Logo Questions Linux Laravel Mysql Ubuntu Git Menu
 

Date format issue with POI XSSF and SAX (Event API)

I am using POI's Event API to process large volume of records without any memory foot print issues. Here is the refernce for it.

When i processing XLSX sheet, i am getting different format of Date value than specified format in excel sheet. Date format for a column in excel sheet is 'dd-mm-yyyy' where as I am getting the value in 'mm/dd/yy' format.

Can some one tell me how to get the actual format given in excel sheet. Reference of code snippet is given below.

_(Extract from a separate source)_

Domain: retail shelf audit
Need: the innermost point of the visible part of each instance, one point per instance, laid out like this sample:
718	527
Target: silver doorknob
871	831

ContentHandler handler = new XSSFSheetXMLHandler(styles, strings,
          new SheetContentsHandler() {
            public void startRow(int rowNum) {
            }
            public void endRow() {
            }
            public void cell(String cellReference, String formattedValue) {
                  System.out.println(formattedValue);
                } catch (IOException e) {
                    System.out.println(
                      "Exception during file writing");
                }
              }

Getting formmatedValue in cell method for date column is like 'mm/dd/yy' and hence i cant able to do the validations properly in my pl/sql program.

like image 610
janasainik Avatar asked Dec 12 '25 22:12

janasainik


2 Answers

Two points to keep in mind:

  1. The original Excel cell may have a format that doesn't work for you or may be formatted as general text.
  2. You may want to control exactly how dates, times or numeric values are formatted.

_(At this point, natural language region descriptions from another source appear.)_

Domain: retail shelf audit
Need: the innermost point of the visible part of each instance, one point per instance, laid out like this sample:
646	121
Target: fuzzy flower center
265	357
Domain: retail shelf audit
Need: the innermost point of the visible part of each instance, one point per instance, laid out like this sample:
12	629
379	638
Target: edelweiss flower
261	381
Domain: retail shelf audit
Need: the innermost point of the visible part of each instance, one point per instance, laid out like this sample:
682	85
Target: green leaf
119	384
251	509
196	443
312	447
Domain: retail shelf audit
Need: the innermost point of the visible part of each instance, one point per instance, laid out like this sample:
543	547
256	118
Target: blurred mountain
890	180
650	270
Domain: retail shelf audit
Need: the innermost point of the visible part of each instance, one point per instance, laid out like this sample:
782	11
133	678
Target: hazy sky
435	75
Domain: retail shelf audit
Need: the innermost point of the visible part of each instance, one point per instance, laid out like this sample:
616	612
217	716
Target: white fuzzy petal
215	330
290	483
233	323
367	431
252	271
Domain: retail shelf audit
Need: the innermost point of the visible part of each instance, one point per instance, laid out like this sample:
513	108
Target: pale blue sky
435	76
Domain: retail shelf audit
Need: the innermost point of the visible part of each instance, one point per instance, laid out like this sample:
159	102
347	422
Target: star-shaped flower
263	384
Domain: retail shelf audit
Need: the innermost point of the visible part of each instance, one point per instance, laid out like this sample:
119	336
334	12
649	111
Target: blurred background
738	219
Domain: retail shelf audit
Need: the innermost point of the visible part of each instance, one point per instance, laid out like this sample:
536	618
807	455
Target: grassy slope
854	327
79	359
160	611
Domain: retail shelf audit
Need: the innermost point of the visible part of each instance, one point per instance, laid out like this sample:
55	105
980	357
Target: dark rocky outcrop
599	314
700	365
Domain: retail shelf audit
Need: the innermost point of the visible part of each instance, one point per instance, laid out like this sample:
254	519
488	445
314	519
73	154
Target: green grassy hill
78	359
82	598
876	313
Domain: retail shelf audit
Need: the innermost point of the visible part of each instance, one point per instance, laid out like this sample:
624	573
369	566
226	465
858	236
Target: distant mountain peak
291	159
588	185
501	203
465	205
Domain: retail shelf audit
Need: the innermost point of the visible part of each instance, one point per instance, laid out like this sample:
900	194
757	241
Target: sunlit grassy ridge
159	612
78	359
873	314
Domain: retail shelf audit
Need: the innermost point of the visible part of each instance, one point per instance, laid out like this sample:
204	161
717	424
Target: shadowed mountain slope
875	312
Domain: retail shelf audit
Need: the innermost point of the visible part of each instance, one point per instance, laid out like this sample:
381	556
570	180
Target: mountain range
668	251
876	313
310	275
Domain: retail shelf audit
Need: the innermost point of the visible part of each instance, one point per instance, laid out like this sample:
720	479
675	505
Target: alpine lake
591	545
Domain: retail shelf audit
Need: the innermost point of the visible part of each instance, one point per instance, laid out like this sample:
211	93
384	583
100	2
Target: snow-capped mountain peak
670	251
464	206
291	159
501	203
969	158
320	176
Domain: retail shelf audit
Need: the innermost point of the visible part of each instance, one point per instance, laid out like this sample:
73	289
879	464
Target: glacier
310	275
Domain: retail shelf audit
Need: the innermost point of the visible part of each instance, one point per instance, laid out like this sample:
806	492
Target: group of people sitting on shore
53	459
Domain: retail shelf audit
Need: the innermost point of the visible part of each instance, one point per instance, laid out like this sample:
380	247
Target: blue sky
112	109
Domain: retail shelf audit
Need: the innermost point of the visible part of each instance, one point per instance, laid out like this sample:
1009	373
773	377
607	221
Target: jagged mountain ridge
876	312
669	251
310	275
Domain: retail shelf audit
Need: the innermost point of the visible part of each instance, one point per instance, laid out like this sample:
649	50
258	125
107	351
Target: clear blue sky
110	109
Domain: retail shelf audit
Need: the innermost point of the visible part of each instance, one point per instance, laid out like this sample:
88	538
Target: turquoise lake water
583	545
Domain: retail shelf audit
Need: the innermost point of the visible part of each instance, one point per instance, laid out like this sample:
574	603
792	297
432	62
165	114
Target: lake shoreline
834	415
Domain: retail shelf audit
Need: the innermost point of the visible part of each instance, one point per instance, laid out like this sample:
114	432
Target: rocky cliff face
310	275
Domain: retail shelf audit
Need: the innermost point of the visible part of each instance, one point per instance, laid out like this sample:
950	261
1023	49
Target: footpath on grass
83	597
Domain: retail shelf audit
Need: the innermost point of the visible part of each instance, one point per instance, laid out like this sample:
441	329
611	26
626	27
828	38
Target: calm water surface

Another way to control the formatting of date, and other numeric values is to provide your own custom DataFormatter extending org.apache.poi.ss.usermodel.DataFormatter.

You simply override the formatRawCellContents() method (or other methods depending on your needs):

Sample code constructing the parser / handler:

public void processSheet(Styles styles, SharedStrings strings,
        SheetContentsHandler sheetHandler, InputStream sheetInputStream)
        throws IOException, SAXException {
    DataFormatter formatter = new CustomDataFormatter();
    InputSource sheetSource = new InputSource(sheetInputStream);
    try {
        XMLReader sheetParser = SAXHelper.newXMLReader();
        ContentHandler handler = new XSSFSheetXMLHandler(styles, null, strings, sheetHandler,
                formatter, false);
        sheetParser.setContentHandler(handler);
        sheetParser.parse(sheetSource);
    } catch (ParserConfigurationException e) {
        throw new RuntimeException("SAX parser appears to be broken - " + e.getMessage());
    }
}

private class CustomDataFormatter extends DataFormatter {

    @Override
    public String formatRawCellContents(double value, int formatIndex, String formatString,
            boolean use1904Windowing) {

        // Is it a date?
        if (DateUtil.isADateFormat(formatIndex, formatString)) {
            if (DateUtil.isValidExcelDate(value)) {
                Date d = DateUtil.getJavaDate(value, use1904Windowing);
                try {
                    return new SimpleDateFormat("yyyyMMdd").format(d);
                } catch (Exception e) {
                    logger.log(Level.SEVERE, "Bad date value in Excel: " + d, e);
                }
            }
        }
        return new DecimalFormat("##0.#####").format(value);
    }
}
like image 63
David Rappoport Avatar answered Dec 15 '25 12:12

David Rappoport


I had the very same problem. After a few days googling and research, I came up with a solution. Unfortunately, it isn't nice, but it works:

  1. Make a copy of org.apache.poi.xssf.eventusermodel.XSSFSheetXMLHandler class in your project.
  2. Find the interface SheetContentsHandler in the class.
  3. Add a new method definition: String overriddenFormat(String cellRef, int formatIndex, String formatString);
  4. Find this method in the class: public void endElement(String uri, String localName, String name) throws SAXException.
  5. It has a long switch over the cell types.
  6. In the case NUMBER there is an if statement like this: if (this.formatString != null) {...
  7. Before that, paste this code:

    String overriddenFormat = output.overriddenFormat(cellRef, formatIndex, formatString);
    if (overriddenFormat != null) {
        this.formatIndex = -1;
        this.formatString = overriddenFormat;
    }
    
  8. Follow this article/answer: https://stackoverflow.com/a/11345859 but use your new class and interface.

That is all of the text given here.